You're given x, so for a given value of a in your set you should check whether it also contains x + a.

Your implementation should first move the content of the list to a Set. Then you have to iterate through the set and for each element a check if the set contains also x + a. If it is true then you should add (a,b) to your solution.

In your example, x = 11. If you consider a = 10 you'll check if it contains 11 + 10 = 21. It does so you can the pair (21,10) is a valid solution. Conversely, when you consider a = 21, you obtain b = 32, which is not part of the set and therefore you have to discard that pair.

int checkDifferences(Set<Integer> numbers, int difference) {
    int occurrences = 0;
    for (Integer number : numbers) {
        if (numbers.contains(number + difference)) {
            occurrences++;
        }
    }
    return occurrences;
}

Answer 2

Initialize List

Your List<Integer> can be initialized as the following:

 List<Integer> a = Arrays.asList(10, 21, 34, 45, 56);

Actually, as you are dealing with a fixed-length size list, you can just use a regular array.

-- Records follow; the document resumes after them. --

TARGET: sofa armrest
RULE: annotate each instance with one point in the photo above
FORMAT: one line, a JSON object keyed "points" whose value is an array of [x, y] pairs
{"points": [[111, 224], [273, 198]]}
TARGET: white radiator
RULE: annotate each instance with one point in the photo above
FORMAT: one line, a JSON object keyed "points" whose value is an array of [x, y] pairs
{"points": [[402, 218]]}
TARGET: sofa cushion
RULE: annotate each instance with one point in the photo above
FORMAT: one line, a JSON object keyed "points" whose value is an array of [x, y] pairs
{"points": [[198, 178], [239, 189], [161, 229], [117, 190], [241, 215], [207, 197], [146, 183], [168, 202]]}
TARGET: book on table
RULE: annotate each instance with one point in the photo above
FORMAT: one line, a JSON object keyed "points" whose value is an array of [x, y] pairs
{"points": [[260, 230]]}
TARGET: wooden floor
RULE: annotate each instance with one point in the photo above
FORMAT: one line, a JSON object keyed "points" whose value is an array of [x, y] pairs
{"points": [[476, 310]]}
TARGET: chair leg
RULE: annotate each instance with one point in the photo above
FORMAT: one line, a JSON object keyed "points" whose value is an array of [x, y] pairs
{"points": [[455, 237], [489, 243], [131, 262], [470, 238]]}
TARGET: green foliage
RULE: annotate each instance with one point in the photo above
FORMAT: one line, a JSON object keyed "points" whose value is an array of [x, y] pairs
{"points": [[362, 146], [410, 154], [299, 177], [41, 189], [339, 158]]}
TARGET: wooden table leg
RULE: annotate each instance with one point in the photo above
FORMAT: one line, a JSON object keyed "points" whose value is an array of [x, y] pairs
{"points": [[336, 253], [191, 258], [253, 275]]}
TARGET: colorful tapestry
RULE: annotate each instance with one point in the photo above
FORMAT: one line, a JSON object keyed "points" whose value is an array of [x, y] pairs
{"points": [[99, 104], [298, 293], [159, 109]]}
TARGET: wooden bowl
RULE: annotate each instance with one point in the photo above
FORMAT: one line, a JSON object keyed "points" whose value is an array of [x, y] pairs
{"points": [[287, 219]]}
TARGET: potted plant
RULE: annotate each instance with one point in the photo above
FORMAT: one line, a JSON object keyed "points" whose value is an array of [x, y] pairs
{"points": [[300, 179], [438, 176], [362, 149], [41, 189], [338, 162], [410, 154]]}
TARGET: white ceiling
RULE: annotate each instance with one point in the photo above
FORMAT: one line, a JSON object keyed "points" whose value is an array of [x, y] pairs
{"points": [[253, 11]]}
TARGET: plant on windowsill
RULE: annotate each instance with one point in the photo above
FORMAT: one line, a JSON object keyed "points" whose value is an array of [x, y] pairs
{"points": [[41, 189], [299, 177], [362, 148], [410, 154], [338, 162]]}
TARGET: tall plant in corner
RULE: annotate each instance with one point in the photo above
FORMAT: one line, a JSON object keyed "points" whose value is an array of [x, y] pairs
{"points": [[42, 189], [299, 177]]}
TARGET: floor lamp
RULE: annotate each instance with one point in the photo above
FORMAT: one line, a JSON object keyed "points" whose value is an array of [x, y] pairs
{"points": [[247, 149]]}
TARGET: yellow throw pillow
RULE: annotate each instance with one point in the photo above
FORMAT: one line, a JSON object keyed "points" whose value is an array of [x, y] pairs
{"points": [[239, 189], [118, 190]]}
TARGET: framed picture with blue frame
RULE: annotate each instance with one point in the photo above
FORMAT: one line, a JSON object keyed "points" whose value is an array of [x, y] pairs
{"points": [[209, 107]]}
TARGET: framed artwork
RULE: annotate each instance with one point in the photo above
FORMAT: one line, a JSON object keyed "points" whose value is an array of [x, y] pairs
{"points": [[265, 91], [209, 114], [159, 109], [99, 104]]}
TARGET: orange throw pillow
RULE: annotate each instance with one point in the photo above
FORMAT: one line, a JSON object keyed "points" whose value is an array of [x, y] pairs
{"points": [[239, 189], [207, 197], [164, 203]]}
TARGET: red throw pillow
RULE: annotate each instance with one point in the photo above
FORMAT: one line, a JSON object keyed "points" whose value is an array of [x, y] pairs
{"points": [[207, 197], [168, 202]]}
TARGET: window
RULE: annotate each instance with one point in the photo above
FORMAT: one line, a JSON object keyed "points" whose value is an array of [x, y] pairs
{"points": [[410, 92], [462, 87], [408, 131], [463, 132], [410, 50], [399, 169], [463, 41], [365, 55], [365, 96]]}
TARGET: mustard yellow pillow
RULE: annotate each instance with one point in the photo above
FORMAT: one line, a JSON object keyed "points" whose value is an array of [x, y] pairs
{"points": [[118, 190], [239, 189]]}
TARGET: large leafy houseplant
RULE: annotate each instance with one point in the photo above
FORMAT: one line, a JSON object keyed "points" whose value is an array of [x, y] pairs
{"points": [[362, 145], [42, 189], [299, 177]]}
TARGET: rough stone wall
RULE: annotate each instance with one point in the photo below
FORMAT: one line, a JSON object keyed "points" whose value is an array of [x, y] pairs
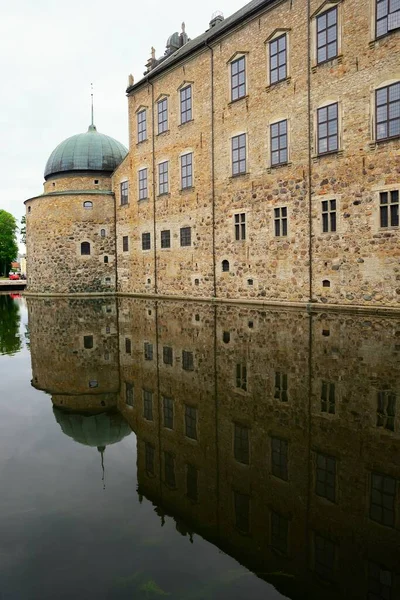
{"points": [[57, 224], [359, 262]]}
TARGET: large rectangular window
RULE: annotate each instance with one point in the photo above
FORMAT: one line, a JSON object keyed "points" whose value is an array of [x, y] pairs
{"points": [[279, 143], [240, 226], [387, 16], [389, 209], [280, 221], [327, 35], [163, 178], [124, 193], [162, 115], [277, 59], [328, 128], [143, 193], [142, 126], [187, 170], [387, 100], [238, 78], [328, 216], [239, 154], [186, 104]]}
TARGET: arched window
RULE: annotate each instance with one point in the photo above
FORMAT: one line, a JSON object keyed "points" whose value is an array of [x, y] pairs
{"points": [[225, 266], [85, 249]]}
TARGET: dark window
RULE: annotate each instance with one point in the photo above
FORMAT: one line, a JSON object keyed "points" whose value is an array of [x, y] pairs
{"points": [[169, 466], [327, 35], [162, 112], [279, 143], [187, 360], [129, 393], [325, 480], [240, 226], [148, 351], [187, 170], [241, 376], [149, 458], [388, 111], [191, 482], [328, 129], [386, 410], [146, 243], [277, 59], [383, 496], [143, 184], [281, 392], [186, 236], [242, 511], [186, 104], [324, 556], [328, 397], [191, 422], [142, 128], [380, 583], [238, 78], [166, 239], [148, 405], [279, 456], [280, 220], [279, 532], [88, 342], [328, 216], [389, 209], [163, 178], [124, 192], [241, 445], [239, 154], [167, 355], [387, 16], [168, 411], [85, 249]]}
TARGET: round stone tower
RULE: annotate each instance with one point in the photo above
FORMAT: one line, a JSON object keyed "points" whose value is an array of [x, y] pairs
{"points": [[70, 228]]}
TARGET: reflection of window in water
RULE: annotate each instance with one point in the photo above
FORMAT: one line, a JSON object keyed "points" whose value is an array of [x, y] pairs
{"points": [[281, 392], [241, 444], [191, 482], [242, 511], [241, 376], [191, 422], [279, 456], [169, 469], [386, 410], [168, 410], [325, 484], [383, 496], [148, 405], [129, 393]]}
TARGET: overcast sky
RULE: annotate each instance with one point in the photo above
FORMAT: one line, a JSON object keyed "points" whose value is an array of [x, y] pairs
{"points": [[50, 52]]}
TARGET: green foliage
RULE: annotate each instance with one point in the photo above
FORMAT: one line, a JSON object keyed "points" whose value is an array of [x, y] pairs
{"points": [[8, 240]]}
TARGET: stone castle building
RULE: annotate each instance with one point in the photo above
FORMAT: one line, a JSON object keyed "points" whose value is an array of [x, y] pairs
{"points": [[263, 165]]}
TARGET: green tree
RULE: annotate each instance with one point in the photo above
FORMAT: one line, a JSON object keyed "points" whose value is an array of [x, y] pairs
{"points": [[10, 341], [8, 240]]}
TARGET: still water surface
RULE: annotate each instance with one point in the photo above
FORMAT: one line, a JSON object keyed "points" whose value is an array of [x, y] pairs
{"points": [[178, 449]]}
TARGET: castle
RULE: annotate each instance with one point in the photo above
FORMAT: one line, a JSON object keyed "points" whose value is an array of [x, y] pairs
{"points": [[263, 165]]}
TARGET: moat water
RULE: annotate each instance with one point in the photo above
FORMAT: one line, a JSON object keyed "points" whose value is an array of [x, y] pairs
{"points": [[185, 450]]}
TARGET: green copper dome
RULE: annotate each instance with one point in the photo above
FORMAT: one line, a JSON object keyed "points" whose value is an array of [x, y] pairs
{"points": [[90, 151]]}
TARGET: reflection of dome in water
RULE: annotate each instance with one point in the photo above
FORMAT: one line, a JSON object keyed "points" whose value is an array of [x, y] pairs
{"points": [[95, 430]]}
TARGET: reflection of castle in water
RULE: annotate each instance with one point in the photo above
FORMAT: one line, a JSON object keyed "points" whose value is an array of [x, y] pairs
{"points": [[274, 435]]}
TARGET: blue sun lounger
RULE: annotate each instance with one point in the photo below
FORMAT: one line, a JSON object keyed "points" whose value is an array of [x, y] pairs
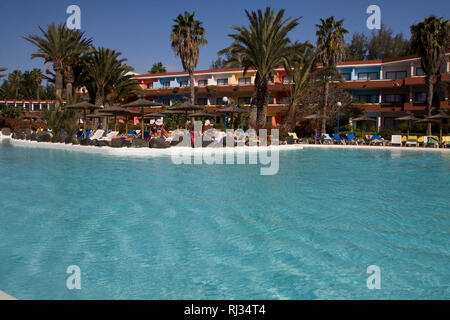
{"points": [[351, 138], [337, 138]]}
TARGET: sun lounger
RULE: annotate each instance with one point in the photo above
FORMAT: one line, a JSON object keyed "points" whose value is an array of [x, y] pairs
{"points": [[396, 139], [351, 138], [446, 141], [337, 139], [432, 141], [97, 134], [412, 141], [325, 138], [294, 136], [376, 140], [109, 136]]}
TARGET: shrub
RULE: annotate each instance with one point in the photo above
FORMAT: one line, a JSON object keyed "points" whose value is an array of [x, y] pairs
{"points": [[11, 112]]}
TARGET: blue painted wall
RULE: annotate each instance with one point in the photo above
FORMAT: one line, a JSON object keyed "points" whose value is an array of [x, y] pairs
{"points": [[355, 70], [174, 82]]}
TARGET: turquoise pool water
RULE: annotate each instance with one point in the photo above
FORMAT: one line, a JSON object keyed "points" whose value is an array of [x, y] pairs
{"points": [[145, 228]]}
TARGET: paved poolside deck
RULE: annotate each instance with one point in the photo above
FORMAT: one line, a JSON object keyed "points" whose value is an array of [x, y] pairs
{"points": [[4, 296], [168, 151], [361, 147]]}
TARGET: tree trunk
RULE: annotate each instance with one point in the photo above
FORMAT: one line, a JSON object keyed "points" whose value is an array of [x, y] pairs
{"points": [[99, 97], [289, 121], [429, 86], [253, 114], [262, 99], [69, 91], [57, 66], [69, 79], [325, 105], [191, 85]]}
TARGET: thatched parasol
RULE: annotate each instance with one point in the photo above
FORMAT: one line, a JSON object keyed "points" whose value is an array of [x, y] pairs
{"points": [[437, 118], [117, 110], [154, 115], [365, 118], [142, 103], [410, 117], [315, 116], [83, 105], [233, 109]]}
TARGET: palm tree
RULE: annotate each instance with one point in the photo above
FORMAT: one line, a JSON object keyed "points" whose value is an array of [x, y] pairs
{"points": [[2, 70], [187, 37], [263, 46], [303, 63], [331, 50], [157, 67], [79, 46], [36, 79], [105, 71], [59, 45], [15, 79], [430, 39]]}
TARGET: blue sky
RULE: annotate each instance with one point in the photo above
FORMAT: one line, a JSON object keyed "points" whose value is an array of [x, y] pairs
{"points": [[140, 29]]}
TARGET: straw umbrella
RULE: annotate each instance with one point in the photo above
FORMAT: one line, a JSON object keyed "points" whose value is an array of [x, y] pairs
{"points": [[364, 118], [410, 117], [97, 115], [315, 116], [142, 103], [186, 107], [31, 118], [233, 109], [84, 105], [202, 115], [441, 115], [117, 110], [154, 115]]}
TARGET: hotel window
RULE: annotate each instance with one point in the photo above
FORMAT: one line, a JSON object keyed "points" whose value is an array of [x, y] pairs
{"points": [[367, 75], [245, 81], [419, 72], [368, 98], [244, 100], [420, 97], [393, 98], [285, 100], [202, 101], [346, 76], [222, 82], [287, 79], [396, 75]]}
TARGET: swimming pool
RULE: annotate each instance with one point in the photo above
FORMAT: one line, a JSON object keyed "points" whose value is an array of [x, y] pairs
{"points": [[148, 229]]}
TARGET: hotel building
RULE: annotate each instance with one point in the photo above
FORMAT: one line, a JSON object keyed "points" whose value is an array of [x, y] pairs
{"points": [[383, 88]]}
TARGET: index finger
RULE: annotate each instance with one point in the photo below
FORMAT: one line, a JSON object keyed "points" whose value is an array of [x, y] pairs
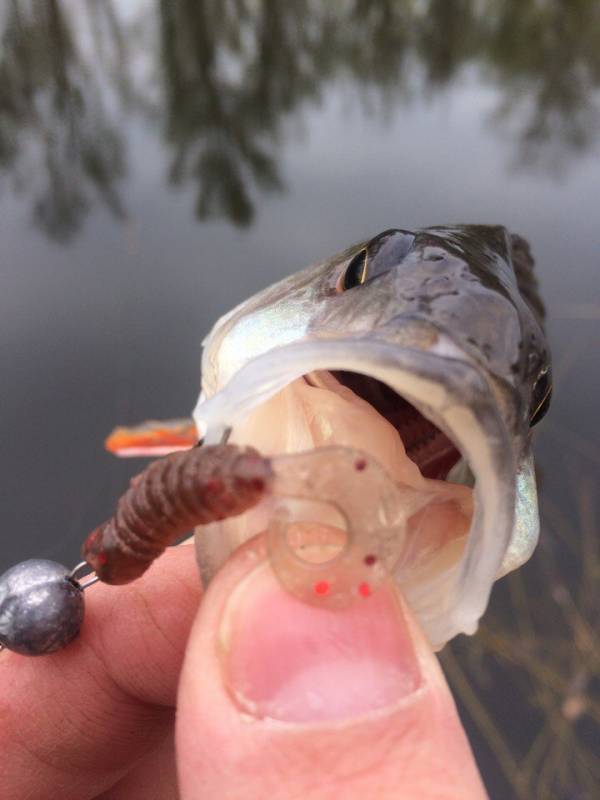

 int[] a = new int[]{ 10, 21, 34, 45, 56 };

Spacing

I strongly recommend using more space in your for-loops:

   for (int i = 0; i < a.size(); i++) {
       for (int j = 0; j < a.size(); j++) {
           if (j != i) {

Isn't that more readable? At least it is to me.

Variable names

You are using way too many variable names with only one letter. I suggest renaming them like this:

• a --> numbers
• i --> firstNumber
• j --> secondNumber
• t --> difference

Answer 3

The int values will be autoboxed here:

List<Integer> a = new ArrayList<Integer>();
a.add(10);
a.add(21);
// ...

And then unboxed here in every iteration of the nested for for:

int t = a.get(i) - a.get(j);

To avoid that inefficiency it would be better to use a primitive array instead:

int[] a = { 10, 21, 34, 45, 56 };

Answer 4

If I were to improve on your original solution, I will use if ( j == i ) to eliminate one nested if and inline the arithmetic comparison together with incrementing counter as shown below:

private static void originalCheck( final List<Integer> list, final int difference ) {
    int counter = 0;
    for ( int i = 0 ; i < list.size() ; i++ ) {
        for ( int j = 0 ; j < list.size() ; j++ ) {
            if ( j == i ) {
                continue;
            }
            if ( list.get( i ) - list.get( j ) == difference && ++counter > 0 ) {
                System.err.println( String.format( "%d - %d = %d", list.get( i ), list.get( j ), difference ) );
            }
        }
    }
    System.err.println( counter );
}

If I have to implement an alternative solution, I will consider storing the numbers seen inside a Map so that I avoid traversing the full List twice. The inner for-loop will always start from the next index. The method to create the Map and the method to print the entries of the Map are shown below:

private static Map<Integer, Integer> checkDifference( final List<Integer> list, final int difference ) {
    final Map<Integer, Integer> result = new LinkedHashMap<>();
    for ( int i = 0 ; i < list.size() ; i++ ) {
        for ( int j = i + 1 ; j < list.size() ; j++ ) {
            final Integer first = list.get( i );
            final Integer second = list.get( j );
            final int diff = first - second;
            if ( Math.abs( diff ) == difference ) {
                result.put( diff > 0 ? first : second, diff > 0 ? second : first );
            }
        }
    }
    return result;
}

private static void printDifference( final Map<Integer, Integer> result ) {
    for ( final Entry<Integer, Integer> entry : result.entrySet() ) {
        final int difference = entry.getKey() - entry.getValue();
        System.err.println( String.format( "%d - %d = %d", entry.getKey(), entry.getValue(), difference ) );
    }
    System.err.println( result.size() );
}